A separate survey of retail sales last month suggested consumer spending might be slowing. Alongside figures showing that inflation at the factory gate is non-existent, yesterday's batch of evidence was cheering news for those hoping for no further rise in interest rates.

More light on the interest rate debate will be shed by the publication tomorrow of the Bank of England's quarterly Inflation Report and of the latest figures on earnings and unemployment. The danger of overheating in the jobs market poses the biggest remaining risk on the inflation front.

Manufacturing output was flat in March, and fell 0.1 per cent in the first quarter of the year. Total industrial production, of which manufacturing is the biggest component, fell 0.3 per cent after a drop of nearly 0.9 per cent in the final quarter of last year.

A bounce in oil and gas extraction and the output of the electricity, gas and water industries in March took total production unexpectedly higher during the month. But the underlying annual growth rate in both manufacturing and industry as a whole was little above zero.

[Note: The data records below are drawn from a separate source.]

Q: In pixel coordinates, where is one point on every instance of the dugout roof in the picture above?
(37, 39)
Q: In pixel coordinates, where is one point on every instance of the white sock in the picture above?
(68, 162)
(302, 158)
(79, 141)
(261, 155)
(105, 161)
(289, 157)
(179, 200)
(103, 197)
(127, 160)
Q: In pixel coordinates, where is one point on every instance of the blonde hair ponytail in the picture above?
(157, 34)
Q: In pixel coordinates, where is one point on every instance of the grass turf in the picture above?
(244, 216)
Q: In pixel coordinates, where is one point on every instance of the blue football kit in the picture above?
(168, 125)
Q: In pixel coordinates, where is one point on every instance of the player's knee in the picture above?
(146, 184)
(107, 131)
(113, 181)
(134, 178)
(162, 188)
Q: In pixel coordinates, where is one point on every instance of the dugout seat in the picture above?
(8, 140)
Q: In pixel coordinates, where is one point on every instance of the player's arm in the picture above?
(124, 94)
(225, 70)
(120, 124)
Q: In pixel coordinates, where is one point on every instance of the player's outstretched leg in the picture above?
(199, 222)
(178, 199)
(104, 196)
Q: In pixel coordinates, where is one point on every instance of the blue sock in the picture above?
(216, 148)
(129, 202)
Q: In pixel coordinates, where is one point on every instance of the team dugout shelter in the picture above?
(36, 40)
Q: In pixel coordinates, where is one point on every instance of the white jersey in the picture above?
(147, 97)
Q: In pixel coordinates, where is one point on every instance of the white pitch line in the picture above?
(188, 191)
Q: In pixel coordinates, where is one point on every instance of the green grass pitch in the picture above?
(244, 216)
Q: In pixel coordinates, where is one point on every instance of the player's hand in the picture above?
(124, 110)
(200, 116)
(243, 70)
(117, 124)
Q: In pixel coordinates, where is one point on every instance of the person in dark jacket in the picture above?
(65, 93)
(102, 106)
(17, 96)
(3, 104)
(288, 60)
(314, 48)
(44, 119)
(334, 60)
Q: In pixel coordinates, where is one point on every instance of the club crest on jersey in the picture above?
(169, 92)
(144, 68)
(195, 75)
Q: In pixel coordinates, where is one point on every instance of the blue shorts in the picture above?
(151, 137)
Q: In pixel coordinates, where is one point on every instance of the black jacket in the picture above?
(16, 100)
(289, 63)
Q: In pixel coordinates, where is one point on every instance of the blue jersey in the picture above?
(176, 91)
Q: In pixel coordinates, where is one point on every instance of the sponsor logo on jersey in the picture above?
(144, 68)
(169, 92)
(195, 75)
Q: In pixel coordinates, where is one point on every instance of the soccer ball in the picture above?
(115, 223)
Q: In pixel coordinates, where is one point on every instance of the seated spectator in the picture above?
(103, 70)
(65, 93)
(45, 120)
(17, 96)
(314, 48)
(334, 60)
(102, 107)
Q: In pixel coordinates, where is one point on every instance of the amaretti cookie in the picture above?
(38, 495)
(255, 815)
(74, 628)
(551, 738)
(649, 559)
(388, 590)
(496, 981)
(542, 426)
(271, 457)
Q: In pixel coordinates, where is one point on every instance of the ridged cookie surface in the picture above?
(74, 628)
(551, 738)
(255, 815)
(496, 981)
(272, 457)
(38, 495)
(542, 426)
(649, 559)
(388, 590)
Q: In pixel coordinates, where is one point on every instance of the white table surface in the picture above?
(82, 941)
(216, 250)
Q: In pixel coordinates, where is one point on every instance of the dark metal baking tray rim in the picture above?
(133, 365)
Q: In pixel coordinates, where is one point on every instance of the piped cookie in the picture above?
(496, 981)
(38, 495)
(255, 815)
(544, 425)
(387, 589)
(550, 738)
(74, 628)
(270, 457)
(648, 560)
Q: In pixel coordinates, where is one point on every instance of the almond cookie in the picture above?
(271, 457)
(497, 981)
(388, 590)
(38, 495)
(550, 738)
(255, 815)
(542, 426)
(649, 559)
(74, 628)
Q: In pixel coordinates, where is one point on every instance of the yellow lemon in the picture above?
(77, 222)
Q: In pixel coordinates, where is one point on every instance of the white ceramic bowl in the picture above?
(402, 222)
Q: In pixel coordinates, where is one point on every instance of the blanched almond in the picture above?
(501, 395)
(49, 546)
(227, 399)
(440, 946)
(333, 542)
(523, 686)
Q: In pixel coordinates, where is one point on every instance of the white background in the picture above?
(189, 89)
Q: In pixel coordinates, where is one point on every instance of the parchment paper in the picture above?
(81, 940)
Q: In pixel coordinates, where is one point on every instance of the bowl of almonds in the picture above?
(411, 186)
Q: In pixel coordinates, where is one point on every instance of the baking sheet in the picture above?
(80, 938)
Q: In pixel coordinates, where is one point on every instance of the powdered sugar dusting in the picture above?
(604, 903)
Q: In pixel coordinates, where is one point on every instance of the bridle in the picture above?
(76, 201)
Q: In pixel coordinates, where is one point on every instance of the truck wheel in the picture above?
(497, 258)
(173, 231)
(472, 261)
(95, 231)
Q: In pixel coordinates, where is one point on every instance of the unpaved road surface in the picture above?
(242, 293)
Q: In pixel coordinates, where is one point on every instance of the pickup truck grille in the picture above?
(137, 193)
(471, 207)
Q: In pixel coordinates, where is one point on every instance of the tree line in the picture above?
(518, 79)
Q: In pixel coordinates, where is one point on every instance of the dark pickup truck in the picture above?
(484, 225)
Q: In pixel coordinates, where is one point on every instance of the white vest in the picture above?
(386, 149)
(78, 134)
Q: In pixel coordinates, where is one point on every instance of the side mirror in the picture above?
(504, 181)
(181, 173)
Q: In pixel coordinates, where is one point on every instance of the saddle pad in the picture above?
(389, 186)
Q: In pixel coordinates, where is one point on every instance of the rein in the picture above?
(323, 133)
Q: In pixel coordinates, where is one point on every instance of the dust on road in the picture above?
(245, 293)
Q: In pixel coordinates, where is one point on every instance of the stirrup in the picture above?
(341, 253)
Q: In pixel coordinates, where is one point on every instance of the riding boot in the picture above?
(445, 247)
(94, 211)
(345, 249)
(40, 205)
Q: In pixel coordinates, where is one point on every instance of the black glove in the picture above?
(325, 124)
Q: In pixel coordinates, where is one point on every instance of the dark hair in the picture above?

Only the engineering industry has withstood recession. Its output climbed 1.9 per cent in the first quarter to a level 3.6 per cent higher than a year ago. In contrast, textiles production fell 2.2 per cent to stand 6.8 per cent below its level a year earlier.

Separate figures showed a further fall in the cost of manufacturers' raw materials in April. They were down 0.9 per cent during the month and 9.0 per cent year-on-year.

The fact that input costs have been falling for more then two years - thanks in large part to the rising pound - has allowed industry to offset rising labour costs and keep prices charged at the factory gate little changed. Output prices rose 0.1 per cent in April, and 1 per cent year- on-year. But much of that rise was due to the increase in excise duties announced in March's Budget.

One question mark hanging over the outlook for the Government's target measure of inflation, the retail price index less mortgage interest costs, is what will happen to prices at the factory gate if the pound falls even further. It has shed 20 pfennigs since hitting its peak of DM3.10 last month.

Another concerns the pace of consumer spending, which has so far kept retail price inflation stubbornly above its target. The latest survey by the British Retail Consortium showed a bounce in sales in April following a very subdued March.

However, the BRC said taking the two months together suggested a slowdown in the growth of high street spending had begun. The value of sales on a like-for-like basis rose 5.7 per cent in the year to April, up from just 0.4 per cent the previous month. But adjusting for the late Easter this year by taking the two months together suggested sales growth had slowed.